Saturday 17 April 2010

Why I am a feminist

I examine my paradoxical and serendipitous relationship to feminism.

To make it plain, the drive behind my feminism has nothing to do with identity politics, at least not in any conventional sense. I'm not an feminist in order to belong anywhere. Nor am I one because I've staked out moral ground that I wish to defend against any other people whatsoever.

The only ground that I wish to defend is that which already lies very far beyond the boundaries of normal civilisation. I stake my life for that, and that alone -- that I have the right to leave normal civilisation and explore its peripheries.

My feminism, it should be clear, is based solely on my affection for the extremes of experience, for without an encounter with these extremes I start to feel as if I were no longer alive.

I defend my right not to be stereotyped -- because that robs me of transcendence, and forces me back within the boundaries of ordinary society to conform to psychologically debilitating norms. To accept the necessity of such a return would turn me into my opposite.

I am a feminist for pragmatic reasons -- because if I let patriarchal men and women get away with routine stereotyping practices that kill the spirit, it will not be too long before that stereotyping is, once more, turned against me.

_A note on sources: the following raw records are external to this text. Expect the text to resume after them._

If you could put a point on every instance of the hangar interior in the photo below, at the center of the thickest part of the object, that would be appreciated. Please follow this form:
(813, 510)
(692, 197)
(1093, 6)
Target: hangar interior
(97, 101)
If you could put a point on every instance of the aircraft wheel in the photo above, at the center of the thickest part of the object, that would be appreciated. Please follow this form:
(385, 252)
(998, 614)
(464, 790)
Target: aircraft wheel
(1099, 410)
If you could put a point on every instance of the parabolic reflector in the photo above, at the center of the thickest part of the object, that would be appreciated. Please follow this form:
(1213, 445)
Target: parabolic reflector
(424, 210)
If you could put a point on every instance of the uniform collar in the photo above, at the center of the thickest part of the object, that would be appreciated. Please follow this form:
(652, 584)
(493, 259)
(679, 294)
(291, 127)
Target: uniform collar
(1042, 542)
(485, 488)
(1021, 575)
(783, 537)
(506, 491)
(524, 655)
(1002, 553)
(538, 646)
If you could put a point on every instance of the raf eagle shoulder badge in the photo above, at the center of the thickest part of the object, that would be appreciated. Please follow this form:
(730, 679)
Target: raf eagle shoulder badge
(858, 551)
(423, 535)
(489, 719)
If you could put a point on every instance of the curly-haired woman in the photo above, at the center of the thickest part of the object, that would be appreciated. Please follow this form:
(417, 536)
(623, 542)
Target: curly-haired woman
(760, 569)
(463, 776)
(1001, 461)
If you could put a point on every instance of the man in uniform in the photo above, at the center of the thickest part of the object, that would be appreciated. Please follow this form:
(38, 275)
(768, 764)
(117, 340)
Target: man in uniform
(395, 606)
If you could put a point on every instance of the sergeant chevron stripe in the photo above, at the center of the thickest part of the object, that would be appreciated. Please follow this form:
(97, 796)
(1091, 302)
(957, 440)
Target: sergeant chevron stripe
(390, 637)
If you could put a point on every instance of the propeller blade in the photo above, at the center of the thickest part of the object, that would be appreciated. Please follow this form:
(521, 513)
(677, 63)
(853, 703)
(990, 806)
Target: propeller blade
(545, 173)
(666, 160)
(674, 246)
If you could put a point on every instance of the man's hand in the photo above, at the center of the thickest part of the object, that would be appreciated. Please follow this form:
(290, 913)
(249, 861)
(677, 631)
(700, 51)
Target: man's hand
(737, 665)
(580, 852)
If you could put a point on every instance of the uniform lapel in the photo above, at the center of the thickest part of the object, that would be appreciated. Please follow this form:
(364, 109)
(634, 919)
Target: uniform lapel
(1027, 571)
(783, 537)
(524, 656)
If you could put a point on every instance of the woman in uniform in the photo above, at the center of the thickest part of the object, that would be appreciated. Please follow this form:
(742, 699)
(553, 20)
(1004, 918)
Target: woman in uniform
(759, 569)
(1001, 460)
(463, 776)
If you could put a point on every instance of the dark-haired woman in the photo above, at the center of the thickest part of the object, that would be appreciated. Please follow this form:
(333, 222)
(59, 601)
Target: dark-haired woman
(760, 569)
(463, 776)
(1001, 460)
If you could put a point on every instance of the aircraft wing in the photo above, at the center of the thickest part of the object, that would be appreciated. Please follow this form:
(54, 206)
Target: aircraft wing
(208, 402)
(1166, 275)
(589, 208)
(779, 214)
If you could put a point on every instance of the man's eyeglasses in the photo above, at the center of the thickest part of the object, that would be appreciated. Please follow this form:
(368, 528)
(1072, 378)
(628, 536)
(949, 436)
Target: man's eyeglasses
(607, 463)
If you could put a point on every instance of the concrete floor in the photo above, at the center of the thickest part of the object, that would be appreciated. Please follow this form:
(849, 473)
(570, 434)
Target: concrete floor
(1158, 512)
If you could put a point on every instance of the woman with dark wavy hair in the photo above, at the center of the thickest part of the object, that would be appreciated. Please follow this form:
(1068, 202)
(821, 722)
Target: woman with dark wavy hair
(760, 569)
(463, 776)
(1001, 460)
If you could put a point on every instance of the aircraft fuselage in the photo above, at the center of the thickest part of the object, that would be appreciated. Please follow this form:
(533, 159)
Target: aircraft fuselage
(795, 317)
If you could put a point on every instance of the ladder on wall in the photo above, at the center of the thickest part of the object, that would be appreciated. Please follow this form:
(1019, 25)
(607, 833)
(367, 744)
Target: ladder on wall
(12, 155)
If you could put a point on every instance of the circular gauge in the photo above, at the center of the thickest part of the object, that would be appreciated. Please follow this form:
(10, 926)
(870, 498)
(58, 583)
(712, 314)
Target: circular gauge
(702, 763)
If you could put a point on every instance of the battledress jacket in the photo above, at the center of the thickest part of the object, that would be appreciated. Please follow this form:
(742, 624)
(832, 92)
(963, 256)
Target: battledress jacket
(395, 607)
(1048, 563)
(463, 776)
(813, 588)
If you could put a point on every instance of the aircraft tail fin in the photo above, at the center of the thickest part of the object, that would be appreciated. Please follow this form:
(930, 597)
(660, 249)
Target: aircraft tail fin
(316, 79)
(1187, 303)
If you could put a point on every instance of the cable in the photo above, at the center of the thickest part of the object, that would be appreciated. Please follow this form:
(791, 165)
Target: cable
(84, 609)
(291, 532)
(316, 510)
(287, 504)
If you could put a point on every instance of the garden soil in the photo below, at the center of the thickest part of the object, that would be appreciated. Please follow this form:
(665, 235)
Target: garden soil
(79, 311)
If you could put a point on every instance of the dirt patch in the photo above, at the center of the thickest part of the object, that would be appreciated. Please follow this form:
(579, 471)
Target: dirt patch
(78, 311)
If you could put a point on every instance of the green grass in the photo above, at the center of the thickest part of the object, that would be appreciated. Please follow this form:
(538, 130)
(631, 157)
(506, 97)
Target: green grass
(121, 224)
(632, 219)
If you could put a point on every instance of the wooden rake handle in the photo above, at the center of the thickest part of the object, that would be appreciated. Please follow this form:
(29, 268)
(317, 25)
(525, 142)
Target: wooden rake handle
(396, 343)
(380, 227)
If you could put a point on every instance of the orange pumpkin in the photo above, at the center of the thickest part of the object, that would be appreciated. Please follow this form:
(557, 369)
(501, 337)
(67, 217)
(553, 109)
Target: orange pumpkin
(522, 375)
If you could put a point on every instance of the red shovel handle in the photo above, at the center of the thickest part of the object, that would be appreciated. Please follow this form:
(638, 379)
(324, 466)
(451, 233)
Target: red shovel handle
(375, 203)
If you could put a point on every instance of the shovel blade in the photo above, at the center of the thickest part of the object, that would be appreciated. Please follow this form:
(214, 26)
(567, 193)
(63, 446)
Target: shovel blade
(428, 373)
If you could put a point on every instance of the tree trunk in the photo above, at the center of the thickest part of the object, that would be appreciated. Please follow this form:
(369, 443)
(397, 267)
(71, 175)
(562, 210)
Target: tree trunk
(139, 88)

I am a feminist because that is the only way to live with honour.

3 comments:

Murenga said...

Are there any efforts in feminism that attempt to define a full and wholesome world outlook that replaces its opposites, that is robust and not one-sided, that provide society with an all-time ideology of the sexes, that lays to rest the wars between the sexs, etc. In Africa, we have a mixture of societies with some being patrilineal and some being matrilineal. Those that are patrilineal are actually structured matrilineally, e.g., seniority among men in any family are determined matrilineally, which elevates the female gender above that of the male gender (which also applies to African royal families). There seems to be a complex hidden wisdom in African societies, which has the potential to offer unitifying ideology among the sexes and yet modern feminism has not yet tapped into this wisdom(?).

Murenga said...

What you have just said does not align with the choice of the term "feminism". How different if feminism, as you explained it here, to critical theory? Is it just another branch of critical theory?

My own rambling thoughts are .... Some gender roles are naturally determined, like motherhood and fatherhood. All man-made roles are not supposed to be gender-based and hence I personally am not inclined to behave in a gender-oriented manner when performing any man-made role! All men were borne and hence have a natural instinct of tenderness and love towards the female gender unless they have a mental condition that fall within the precincts of insanity!

Jennifer F. Armstrong said...

Yes, there is a critial theory aspect to feminism. Well picked.

Actually the popular use of the term is based on culture wars and connotations that come in that aftermath. It would be unwise to make too much of that. Better to choose an intellectual form of feminism.